Starck Reality

PHILIPPE STARCK

“The best everyday example of relativity, the finest symptom of human intelligence, is humour … Design without humour is not human. The word “beautiful” does not mean anything. Only coherence counts. An object, design or not, is primarily an object that meets the parameters of human intelligence, which reconciles opposites. The lack of humour is the definition of vulgarity.” — Philippe Starck

We’re now so used to seeing works by the likes of Pierre Jeanneret (1896-1967), Jean Royère (1902-1981) and Jean Prouvé (1901-1984) et al that in recent years Paris’ many gallerists have been looking for something new.
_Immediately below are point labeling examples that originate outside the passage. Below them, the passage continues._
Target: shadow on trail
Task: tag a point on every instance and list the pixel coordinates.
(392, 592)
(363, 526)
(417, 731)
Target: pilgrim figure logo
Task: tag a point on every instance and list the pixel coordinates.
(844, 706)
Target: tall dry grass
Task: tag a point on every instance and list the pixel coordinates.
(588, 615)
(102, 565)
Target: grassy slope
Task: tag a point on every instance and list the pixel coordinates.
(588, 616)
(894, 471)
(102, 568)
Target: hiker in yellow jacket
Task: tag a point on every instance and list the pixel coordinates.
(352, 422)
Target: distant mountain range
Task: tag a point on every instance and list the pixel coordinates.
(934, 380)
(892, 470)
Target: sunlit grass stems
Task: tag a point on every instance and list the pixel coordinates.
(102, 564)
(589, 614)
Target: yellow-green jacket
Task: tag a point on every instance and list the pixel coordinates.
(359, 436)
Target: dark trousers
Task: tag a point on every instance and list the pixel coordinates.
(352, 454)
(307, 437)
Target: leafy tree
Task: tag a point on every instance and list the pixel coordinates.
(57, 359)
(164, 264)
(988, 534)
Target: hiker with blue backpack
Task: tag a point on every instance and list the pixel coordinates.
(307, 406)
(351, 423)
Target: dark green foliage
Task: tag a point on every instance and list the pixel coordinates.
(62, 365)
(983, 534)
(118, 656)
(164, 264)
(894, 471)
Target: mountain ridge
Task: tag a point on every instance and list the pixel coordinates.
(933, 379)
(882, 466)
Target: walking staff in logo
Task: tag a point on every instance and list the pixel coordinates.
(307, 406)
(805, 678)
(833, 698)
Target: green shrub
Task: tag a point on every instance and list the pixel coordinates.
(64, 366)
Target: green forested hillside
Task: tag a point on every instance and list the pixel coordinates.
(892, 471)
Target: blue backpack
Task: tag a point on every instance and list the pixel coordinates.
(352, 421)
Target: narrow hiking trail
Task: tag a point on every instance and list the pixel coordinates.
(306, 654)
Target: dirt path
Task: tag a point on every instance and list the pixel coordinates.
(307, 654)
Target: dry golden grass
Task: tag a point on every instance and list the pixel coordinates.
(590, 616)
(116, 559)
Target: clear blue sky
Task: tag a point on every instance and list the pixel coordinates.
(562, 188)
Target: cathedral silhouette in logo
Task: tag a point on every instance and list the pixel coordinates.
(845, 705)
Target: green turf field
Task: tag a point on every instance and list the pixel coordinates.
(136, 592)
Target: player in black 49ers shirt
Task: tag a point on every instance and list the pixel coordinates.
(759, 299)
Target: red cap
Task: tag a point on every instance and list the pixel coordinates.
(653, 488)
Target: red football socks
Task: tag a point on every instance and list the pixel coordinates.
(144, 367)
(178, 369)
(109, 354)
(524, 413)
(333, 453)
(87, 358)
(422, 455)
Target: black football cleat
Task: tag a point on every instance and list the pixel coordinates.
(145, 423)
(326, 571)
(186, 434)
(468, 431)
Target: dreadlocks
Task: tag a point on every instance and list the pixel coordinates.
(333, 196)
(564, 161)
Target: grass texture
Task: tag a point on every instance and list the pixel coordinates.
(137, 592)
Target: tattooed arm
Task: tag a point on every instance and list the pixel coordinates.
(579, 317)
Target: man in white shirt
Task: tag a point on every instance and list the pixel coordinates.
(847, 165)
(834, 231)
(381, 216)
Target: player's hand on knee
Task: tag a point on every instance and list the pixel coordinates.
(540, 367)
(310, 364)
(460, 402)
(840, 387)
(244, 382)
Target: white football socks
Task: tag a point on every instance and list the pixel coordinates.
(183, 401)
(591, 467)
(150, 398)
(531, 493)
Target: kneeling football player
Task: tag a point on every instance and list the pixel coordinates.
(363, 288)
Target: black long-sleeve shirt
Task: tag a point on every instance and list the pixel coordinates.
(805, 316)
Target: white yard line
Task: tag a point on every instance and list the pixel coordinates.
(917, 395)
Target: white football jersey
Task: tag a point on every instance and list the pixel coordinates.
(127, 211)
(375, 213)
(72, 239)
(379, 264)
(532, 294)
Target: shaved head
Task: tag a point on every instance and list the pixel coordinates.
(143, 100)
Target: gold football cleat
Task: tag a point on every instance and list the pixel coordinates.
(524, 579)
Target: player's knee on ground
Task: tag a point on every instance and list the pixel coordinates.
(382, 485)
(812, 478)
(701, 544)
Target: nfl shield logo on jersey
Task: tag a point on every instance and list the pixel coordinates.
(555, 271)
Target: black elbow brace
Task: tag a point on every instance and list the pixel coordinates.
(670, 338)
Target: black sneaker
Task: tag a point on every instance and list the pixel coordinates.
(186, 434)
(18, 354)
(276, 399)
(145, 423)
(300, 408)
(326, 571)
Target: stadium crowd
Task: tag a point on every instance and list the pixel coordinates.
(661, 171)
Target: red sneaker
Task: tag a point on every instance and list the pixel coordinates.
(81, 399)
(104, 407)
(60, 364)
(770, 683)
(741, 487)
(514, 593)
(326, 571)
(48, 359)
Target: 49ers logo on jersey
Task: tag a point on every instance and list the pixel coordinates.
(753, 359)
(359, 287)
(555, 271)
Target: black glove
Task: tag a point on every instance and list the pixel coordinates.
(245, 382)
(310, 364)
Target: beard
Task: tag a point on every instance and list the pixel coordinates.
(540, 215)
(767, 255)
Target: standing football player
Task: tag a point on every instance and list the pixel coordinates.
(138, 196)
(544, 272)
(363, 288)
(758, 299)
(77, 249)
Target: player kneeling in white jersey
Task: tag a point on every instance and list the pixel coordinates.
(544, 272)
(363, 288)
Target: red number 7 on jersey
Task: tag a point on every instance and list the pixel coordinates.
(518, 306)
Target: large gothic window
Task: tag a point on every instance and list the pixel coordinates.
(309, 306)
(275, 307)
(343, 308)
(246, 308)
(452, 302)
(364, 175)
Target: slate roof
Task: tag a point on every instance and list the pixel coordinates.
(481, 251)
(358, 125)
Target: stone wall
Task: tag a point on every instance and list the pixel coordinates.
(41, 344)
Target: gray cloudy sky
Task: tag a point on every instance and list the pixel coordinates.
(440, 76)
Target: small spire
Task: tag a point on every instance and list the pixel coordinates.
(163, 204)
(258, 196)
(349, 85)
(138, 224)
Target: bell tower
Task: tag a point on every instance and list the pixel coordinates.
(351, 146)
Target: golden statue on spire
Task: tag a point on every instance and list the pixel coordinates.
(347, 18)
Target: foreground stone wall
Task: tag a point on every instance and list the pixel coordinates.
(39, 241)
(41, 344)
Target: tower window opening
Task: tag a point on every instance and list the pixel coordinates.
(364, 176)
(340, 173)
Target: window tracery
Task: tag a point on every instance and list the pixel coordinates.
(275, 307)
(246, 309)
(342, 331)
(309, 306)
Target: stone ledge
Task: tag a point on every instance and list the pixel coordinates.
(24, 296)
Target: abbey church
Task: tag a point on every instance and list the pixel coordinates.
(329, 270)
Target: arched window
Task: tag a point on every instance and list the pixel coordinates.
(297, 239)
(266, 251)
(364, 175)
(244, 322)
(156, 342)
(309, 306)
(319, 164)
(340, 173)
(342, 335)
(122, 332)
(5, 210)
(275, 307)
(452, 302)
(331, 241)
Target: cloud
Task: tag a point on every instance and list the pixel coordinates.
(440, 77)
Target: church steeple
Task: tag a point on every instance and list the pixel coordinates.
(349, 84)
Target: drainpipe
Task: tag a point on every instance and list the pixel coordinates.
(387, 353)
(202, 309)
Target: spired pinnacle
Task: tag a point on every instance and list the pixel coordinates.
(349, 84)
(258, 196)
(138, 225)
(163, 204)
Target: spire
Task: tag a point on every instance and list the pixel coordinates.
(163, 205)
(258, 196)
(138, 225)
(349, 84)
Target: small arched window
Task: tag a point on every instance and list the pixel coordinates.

Despite an array of works by French modernists, by far one of the most interesting pieces at the 2022 edition of PAD London was an Illusion table (1992) in bronze and moulded glass by French industrial designer Philippe Starck (b. 1949), shown by Galerie Jousse Entreprise, which seemed somehow radical in its restrained simplicity and purity of form. Asked about the renewed interest in his work, Stark opines, “It’s completely artificial because they think I’m going to die, so one must increase the market value. It’s normal speculation in the field of artistic creation.” This is, of course, a typically droll and modest reply from the man who put French product design on the world stage, but in essence, the real reason for his earlier work being put back under the spotlight, in a similar way to that of designers Andrée Putman (1925-2013), Olivier Gagnère and Garouste & Bonetti, is that we’re finally realising the 1980s and 90s has more to offer in design terms than shoulder pads, conspicuous consumption and “heroin chic”. Starck’s pioneering post-modern work brazenly subverts classical forms in a way which seems simultaneously radical and familiar; the most famous example of which, perhaps, being his crystalline Louis Ghost Chair (2002), created in collaboration with Italian furniture retailer Kartell, which, along with products such as the Juicy Salif (1990) citrus squeezer (part spaceship, part tentacled sea creature, sketched on a napkin when Starck was at a restaurant, waiting for a slice of lemon to go with his squid — and now part of the permanent collections at MoMA, the Metropolitan Museum of Art, New York and the V&A in London), Heritage chair (2001), and Miss K table lamp (2003-2004), as well as innumerable hotels and restaurants worldwide, which quickly led to his becoming a household name.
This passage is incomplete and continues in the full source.